Firefox/Projects/Startup Time Improvements/joelr notes
Intro
I'm trying to figure out where Firefox startup time goes, up to the return from BrowserStartup (Javascript function). I'm also manipulating DTrace into telling me where time is going, without making any assumptions.
Current status
August 26, 2009
Suppose we sample at about 1Khz on a dual-core CPU and run an app for 10 seconds. An app that hogs the CPU should give us 20k samples, or 10k samples if it's pegged to a single core.
I coded this up in a cpu.d DTrace script and sampled Firefox.

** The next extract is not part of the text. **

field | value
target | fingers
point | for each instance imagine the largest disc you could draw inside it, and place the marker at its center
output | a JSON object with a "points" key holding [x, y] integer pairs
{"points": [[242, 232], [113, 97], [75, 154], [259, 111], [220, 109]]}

Apparently, Firefox only gets ~1700 samples on the CPU or 1.7s so its first 10 seconds of life are spent doing something else, e.g. disk IO.
We already know that Firefox is slow to start up but this type of sampling neatly points the finger in the right direction. Props to Brendan Gregg for teaching me how to fish!
What kind of IO does Firefox do upon startup, though? I find the output from iosnoop a bit confusing so I whipped up a version of my own that prints just disk access times, disk operation deltas, block size and file name accessed.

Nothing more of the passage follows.